What we have concluded, after two years of research and design, is that there is no single approach to creating a risk management plan for your nonprofit. Instead, an effective plan is one that expresses an organization’s commitment to managing myriad risks, and communicates the strategies in place and the agency’s plans for the future. Perhaps the best way to describe an effective plan is that it acts as both a travel diary and a roadmap — one diagraming your agency’s risk management journey and the other your plans for the future. There is no “right” or “wrong” way to approach the development of a plan.

In our journey we have learned that there are some principles that apply to the most useful, most effective plans. While not a template per se, they are universal.

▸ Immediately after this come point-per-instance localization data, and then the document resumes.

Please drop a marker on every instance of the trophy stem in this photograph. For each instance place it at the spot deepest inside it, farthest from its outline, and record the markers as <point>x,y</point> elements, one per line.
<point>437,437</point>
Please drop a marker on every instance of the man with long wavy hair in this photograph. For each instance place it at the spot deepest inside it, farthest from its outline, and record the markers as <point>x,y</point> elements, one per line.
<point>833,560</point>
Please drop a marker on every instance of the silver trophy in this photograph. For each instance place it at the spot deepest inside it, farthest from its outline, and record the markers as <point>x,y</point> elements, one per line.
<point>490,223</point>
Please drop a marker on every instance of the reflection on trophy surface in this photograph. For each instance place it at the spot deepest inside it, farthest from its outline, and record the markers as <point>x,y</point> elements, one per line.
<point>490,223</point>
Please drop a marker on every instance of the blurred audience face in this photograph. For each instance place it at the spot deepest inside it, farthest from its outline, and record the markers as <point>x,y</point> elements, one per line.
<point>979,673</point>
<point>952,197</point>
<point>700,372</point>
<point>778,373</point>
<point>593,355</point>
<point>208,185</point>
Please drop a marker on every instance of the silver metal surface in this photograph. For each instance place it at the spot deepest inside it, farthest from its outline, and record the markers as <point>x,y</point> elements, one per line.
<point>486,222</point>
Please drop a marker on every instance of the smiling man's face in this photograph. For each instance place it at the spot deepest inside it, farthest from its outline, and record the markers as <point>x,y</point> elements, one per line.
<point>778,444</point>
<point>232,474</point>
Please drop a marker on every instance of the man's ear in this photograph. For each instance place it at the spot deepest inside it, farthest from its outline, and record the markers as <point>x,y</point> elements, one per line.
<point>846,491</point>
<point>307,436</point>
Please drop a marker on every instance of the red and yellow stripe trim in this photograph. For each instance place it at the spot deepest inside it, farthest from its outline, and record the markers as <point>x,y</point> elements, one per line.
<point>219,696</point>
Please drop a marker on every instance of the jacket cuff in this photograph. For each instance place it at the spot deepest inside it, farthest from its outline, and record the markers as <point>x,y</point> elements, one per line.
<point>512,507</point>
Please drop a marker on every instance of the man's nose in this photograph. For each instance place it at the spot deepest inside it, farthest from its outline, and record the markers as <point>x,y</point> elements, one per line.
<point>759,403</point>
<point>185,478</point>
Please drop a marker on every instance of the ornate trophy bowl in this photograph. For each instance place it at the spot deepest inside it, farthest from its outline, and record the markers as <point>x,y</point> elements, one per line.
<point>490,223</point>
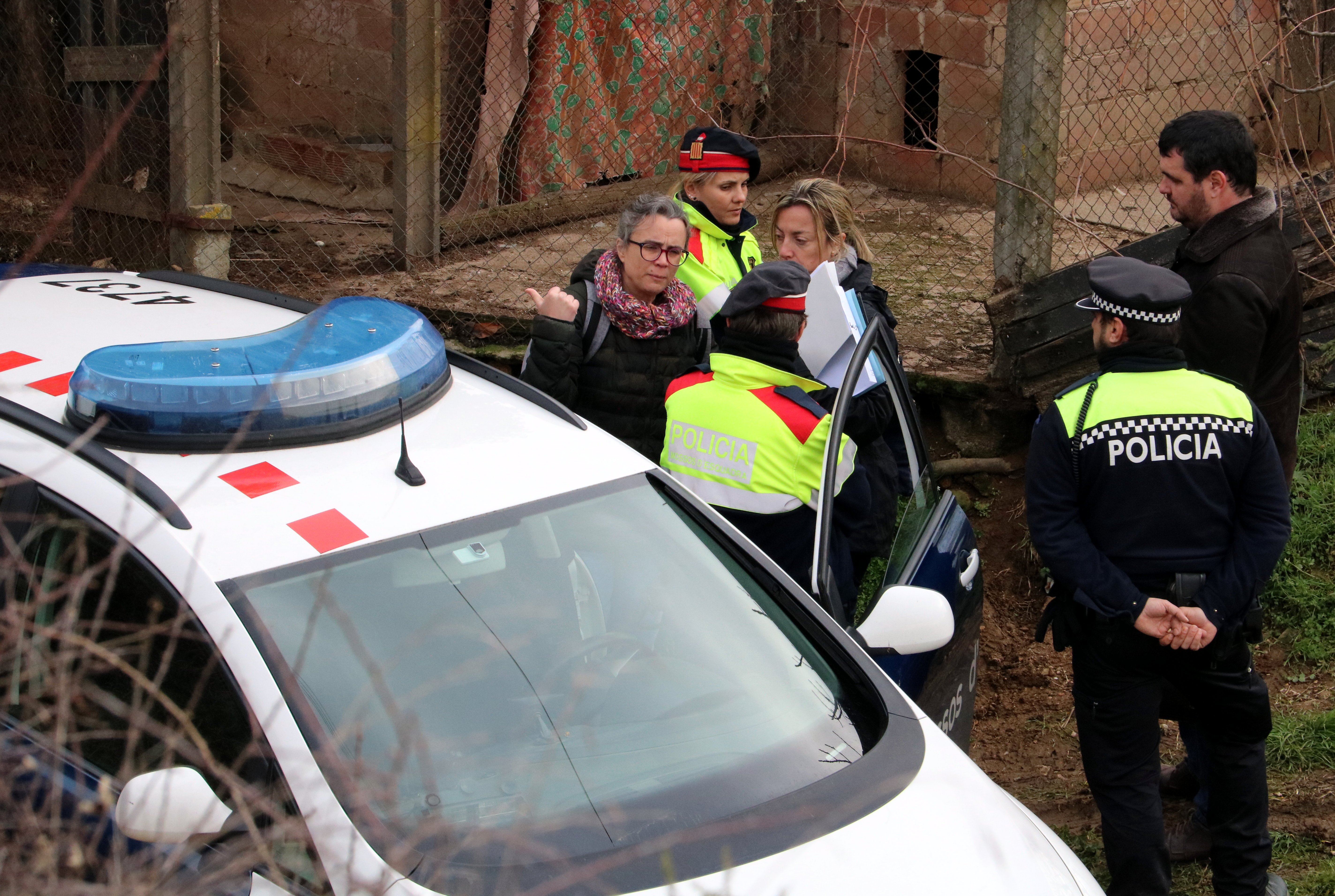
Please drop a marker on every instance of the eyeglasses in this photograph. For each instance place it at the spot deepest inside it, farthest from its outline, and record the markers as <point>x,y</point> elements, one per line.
<point>651,252</point>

Best Practices — Your Risk Management Plan

An effective risk management plan:

  • reflects a wide range of views and perspectives in an organization;
  • expresses the nonprofit’s belief in and support of risk management;
  • states that personnel at all levels of the organization play a vital role in protecting the nonprofit’s mission, reputation and assets;
  • incorporates the existing risk management policies of the organization;
  • reflects the nonprofit’s goals and aspirations for its risk management efforts;
  • focuses on priority risks and considers secondary risks.

How to Get Started

Every nonprofit has some risk management policies/procedures in place, yet leaders find it difficult to make time to organize these materials into a broad plan. There are two ways to begin using My Risk Management Plan:

  1. Gather your existing risk management policies and procedures. If you know what you have and know where each file (electronic or paper) is stored, working with the software will move along more quickly than if you have to hunt for paper or electronic information and consult other staff as you go.
  2. Or dive right into the software’s modules, beginning with the Introduction, and consult with colleagues or locate appropriate policies as needed to insert policies into a module. Neither way is the “right” way, it is a matter of working style. Either approach will get you to the end result.